Because Miss Eudora was grateful to the editors and writers who helped her in her early career, she always had a genuine interest in helping new and aspiring writers who ask for advice. She had a longtime group of friends who congregated often to discuss books and authors and everyday subjects dear to them.

She lived among her family's furnishings alone after her loving parents died. She was content to wander through the house full of happy memories, with the idea that one day she'd bequeathe this home as a literary house in honor of her parents, who instilled a life-long interest in reading.

Equally interesting was the garden, laid out by her mother and carefully tended by daughter until her death in 2001. As Miss Welty once said of this garden full of original plants, her mother wanted a "learning experience, a living picture, always changing." It was this beautiful space that inspired Miss Eudora to include references to gardening in her writings. The "distinctive characteristics of camellas, dahlias, dafodils, and a host of other flowers and plants provided powerful images and metaphors for her fiction"(from the folder "The Garden of The Eudora Welty House"). We walked past a bed of beautiful roses, Mrs. Welty's favorite; around 30 varieties of camelias, past a perennial border of bearded irises, daylillies, sweetpeas, usually yellow or orange in color;a cutting garden of hollyhocks,larkspur, and ragged robins with changes of blooms each season. This area, too, was spiritual, knowing how often Miss Eudora could sit away from the busy street and enjoy the fragrances that surrounded her. It seemed that life stood still for Miss Eudora to capture the senses that she set on paper.
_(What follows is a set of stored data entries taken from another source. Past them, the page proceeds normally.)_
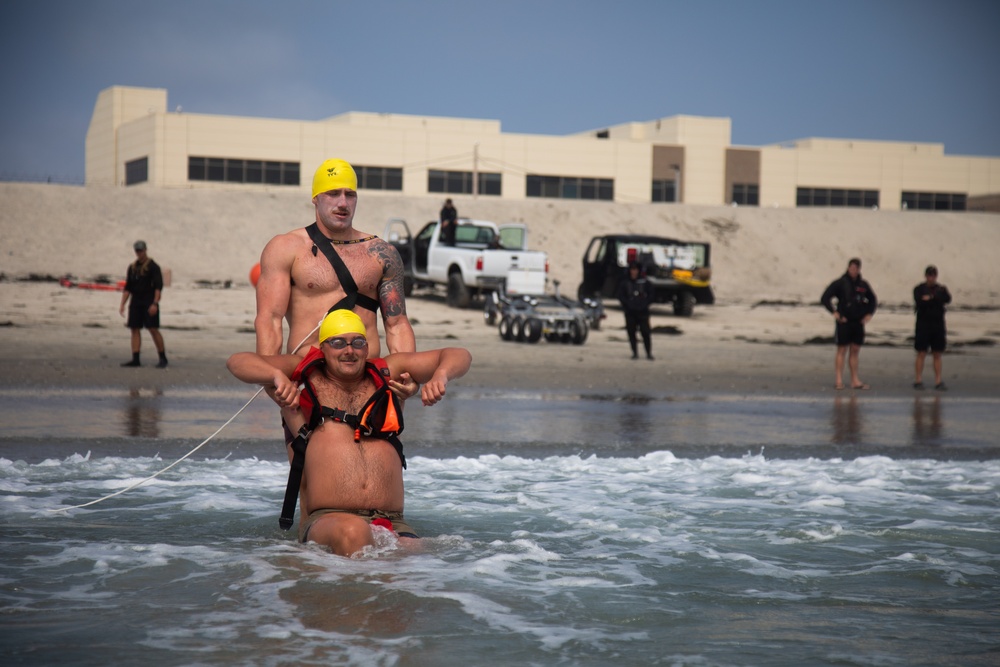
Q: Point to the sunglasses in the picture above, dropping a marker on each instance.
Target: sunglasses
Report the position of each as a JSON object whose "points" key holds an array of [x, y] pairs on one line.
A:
{"points": [[338, 343]]}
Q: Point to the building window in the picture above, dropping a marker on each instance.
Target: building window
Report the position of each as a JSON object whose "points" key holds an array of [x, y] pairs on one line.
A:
{"points": [[570, 187], [379, 178], [664, 190], [745, 194], [934, 201], [460, 182], [836, 197], [234, 170], [137, 171]]}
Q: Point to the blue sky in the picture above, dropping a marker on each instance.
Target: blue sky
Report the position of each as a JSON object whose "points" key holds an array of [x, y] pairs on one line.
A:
{"points": [[901, 70]]}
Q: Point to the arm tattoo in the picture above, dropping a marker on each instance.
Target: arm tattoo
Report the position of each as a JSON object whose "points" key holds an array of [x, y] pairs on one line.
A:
{"points": [[390, 288]]}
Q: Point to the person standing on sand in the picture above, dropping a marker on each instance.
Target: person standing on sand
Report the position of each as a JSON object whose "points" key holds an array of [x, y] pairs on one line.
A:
{"points": [[143, 287], [347, 462], [449, 222], [930, 299], [636, 296], [856, 303]]}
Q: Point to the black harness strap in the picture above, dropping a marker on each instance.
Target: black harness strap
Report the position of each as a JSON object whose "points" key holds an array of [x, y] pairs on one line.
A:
{"points": [[353, 297], [287, 517]]}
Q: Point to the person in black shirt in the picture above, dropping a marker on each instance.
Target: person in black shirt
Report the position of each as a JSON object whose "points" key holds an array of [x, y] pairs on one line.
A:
{"points": [[143, 286], [856, 303], [636, 295], [449, 222], [930, 299]]}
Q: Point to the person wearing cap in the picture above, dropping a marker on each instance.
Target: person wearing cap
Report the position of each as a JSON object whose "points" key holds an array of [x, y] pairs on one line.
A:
{"points": [[299, 283], [350, 481], [930, 299], [856, 304], [449, 222], [636, 295], [143, 287]]}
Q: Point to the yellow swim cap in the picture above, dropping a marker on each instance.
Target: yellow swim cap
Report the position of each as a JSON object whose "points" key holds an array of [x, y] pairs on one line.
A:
{"points": [[334, 174], [340, 322]]}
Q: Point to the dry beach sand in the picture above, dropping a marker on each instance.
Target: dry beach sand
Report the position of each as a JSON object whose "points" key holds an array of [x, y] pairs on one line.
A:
{"points": [[769, 268]]}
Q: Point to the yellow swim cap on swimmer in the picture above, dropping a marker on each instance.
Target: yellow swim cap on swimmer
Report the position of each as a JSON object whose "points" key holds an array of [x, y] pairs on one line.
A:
{"points": [[334, 174], [340, 322]]}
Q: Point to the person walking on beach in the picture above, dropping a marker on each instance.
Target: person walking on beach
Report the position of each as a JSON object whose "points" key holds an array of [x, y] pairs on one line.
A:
{"points": [[856, 303], [930, 299], [636, 296], [143, 287], [449, 222], [351, 478]]}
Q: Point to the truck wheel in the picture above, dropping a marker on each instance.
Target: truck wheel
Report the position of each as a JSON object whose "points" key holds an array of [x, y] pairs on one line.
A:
{"points": [[517, 329], [533, 330], [505, 328], [684, 304], [458, 293]]}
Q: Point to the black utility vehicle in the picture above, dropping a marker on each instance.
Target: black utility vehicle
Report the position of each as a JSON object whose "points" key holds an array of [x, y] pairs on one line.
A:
{"points": [[680, 271]]}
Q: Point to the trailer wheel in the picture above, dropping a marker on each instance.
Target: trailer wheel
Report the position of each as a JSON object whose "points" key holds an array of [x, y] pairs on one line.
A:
{"points": [[504, 328], [458, 293], [684, 304], [533, 330], [517, 329], [491, 311]]}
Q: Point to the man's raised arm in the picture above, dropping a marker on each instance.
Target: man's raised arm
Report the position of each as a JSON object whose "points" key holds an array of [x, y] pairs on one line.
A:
{"points": [[274, 288]]}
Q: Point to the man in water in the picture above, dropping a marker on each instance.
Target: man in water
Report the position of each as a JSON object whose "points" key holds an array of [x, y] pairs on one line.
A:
{"points": [[299, 280], [352, 474], [856, 303]]}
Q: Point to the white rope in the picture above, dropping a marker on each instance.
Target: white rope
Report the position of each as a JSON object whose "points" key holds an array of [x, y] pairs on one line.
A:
{"points": [[159, 472], [202, 444]]}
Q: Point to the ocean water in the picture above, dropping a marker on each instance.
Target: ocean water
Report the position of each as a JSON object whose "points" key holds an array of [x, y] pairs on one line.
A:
{"points": [[558, 530]]}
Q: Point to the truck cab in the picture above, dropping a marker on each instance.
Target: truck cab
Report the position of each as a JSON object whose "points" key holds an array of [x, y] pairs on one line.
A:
{"points": [[680, 271], [480, 260]]}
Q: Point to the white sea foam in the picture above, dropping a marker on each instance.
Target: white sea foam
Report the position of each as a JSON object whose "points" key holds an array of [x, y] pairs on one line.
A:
{"points": [[562, 559]]}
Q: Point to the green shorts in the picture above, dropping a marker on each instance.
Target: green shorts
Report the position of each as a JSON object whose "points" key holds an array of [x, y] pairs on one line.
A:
{"points": [[399, 524]]}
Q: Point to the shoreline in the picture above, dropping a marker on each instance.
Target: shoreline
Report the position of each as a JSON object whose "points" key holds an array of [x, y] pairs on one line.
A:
{"points": [[53, 336]]}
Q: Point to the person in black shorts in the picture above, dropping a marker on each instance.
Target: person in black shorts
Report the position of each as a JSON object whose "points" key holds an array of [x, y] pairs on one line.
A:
{"points": [[449, 222], [930, 299], [856, 303], [143, 286]]}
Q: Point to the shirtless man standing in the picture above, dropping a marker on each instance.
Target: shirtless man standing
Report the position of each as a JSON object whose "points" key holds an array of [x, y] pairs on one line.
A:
{"points": [[299, 283], [350, 480]]}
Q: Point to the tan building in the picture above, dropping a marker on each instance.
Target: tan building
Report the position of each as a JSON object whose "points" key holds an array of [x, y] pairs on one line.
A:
{"points": [[133, 139]]}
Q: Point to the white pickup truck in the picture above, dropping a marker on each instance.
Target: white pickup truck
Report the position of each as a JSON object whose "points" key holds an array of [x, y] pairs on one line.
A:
{"points": [[480, 261]]}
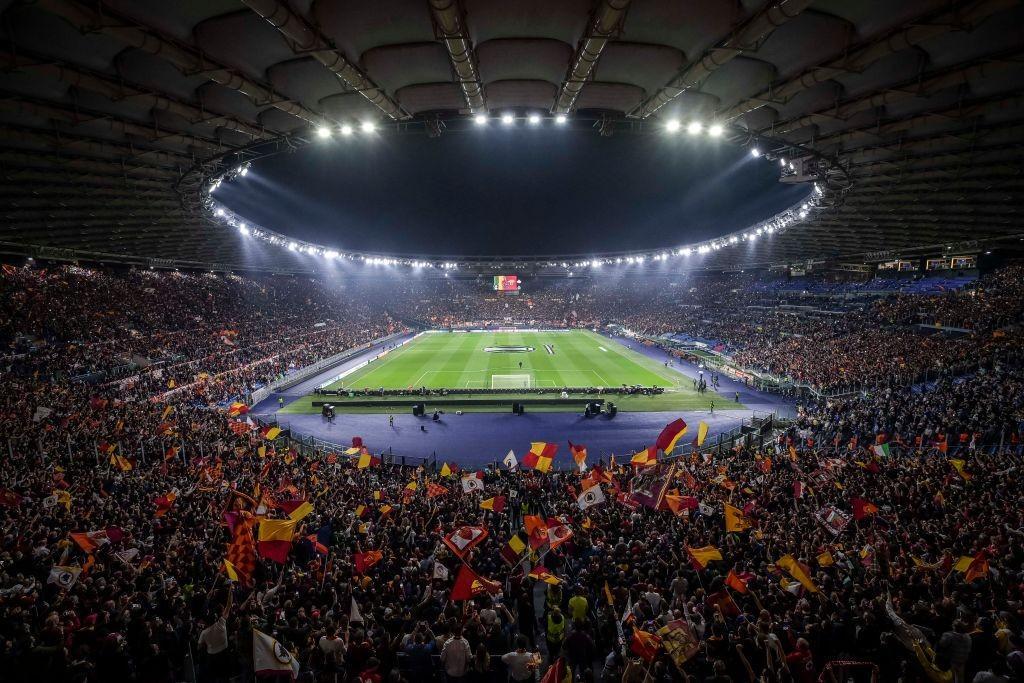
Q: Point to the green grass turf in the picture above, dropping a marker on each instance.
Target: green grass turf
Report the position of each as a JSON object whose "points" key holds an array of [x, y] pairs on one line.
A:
{"points": [[454, 360]]}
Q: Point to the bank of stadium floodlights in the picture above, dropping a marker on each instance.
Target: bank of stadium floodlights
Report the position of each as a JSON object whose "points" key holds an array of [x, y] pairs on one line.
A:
{"points": [[797, 164]]}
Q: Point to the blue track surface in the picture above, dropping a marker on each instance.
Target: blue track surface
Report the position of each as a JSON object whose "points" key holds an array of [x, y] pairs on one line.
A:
{"points": [[474, 439]]}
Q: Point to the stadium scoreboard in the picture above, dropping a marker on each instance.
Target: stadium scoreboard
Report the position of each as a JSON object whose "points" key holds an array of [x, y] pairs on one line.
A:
{"points": [[506, 284]]}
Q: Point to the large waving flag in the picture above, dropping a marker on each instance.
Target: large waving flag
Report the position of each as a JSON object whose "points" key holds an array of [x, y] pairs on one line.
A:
{"points": [[274, 541], [510, 461], [862, 508], [735, 520], [645, 458], [579, 455], [270, 657], [701, 433], [670, 435], [541, 456], [472, 482], [645, 645], [465, 539], [590, 498], [242, 550], [469, 584], [366, 561], [497, 504], [514, 549], [699, 557], [798, 571]]}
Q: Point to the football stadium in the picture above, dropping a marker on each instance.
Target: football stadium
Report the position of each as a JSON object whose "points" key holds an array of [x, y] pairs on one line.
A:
{"points": [[473, 341], [466, 365]]}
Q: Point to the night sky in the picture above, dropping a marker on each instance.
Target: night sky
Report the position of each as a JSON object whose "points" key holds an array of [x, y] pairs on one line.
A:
{"points": [[497, 191]]}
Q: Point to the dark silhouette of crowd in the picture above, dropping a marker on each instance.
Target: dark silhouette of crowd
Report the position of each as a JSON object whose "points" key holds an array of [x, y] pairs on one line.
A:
{"points": [[878, 535]]}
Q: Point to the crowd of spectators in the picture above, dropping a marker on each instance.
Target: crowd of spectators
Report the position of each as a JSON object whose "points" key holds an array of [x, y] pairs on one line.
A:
{"points": [[900, 509]]}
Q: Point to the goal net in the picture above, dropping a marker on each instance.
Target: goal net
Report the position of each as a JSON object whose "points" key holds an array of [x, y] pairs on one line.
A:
{"points": [[510, 381]]}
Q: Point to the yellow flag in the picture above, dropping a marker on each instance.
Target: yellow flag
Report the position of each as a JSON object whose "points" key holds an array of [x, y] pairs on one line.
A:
{"points": [[276, 529], [963, 564], [788, 564], [301, 511], [701, 432], [734, 519], [701, 556]]}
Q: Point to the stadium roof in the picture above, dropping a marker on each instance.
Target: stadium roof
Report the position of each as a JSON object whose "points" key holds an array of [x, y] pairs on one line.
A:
{"points": [[117, 114]]}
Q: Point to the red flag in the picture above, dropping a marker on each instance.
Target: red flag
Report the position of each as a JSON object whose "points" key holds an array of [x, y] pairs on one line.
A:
{"points": [[862, 508], [469, 584], [465, 539], [645, 644], [670, 435], [735, 582], [242, 550], [366, 561]]}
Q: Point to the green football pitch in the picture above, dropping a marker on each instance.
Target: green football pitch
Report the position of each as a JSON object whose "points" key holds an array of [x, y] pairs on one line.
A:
{"points": [[507, 360]]}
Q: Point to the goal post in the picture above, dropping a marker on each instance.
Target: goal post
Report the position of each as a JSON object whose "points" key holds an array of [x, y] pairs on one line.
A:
{"points": [[510, 382]]}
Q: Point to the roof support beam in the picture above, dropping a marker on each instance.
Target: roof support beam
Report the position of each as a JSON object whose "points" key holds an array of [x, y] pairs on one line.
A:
{"points": [[894, 94], [605, 24], [58, 142], [185, 59], [308, 40], [745, 39], [118, 90], [861, 57], [450, 25], [114, 125]]}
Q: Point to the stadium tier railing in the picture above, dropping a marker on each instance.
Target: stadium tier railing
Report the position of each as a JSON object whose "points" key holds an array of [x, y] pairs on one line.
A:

Miss Eudora, for those who are unfamiliar, received the National Book Award, the Pulitzer Prize, the French Legion of Honor, two Guggenheim Fellowships, the William Dean Howells Gold Medal for Fiction, the National Medal of Freedom, the National Medal of Arts, and memberships in the National Institute of Arts and Letters and the American Academy of Arts and Letters.

And she lived a hop and a skip away from my home.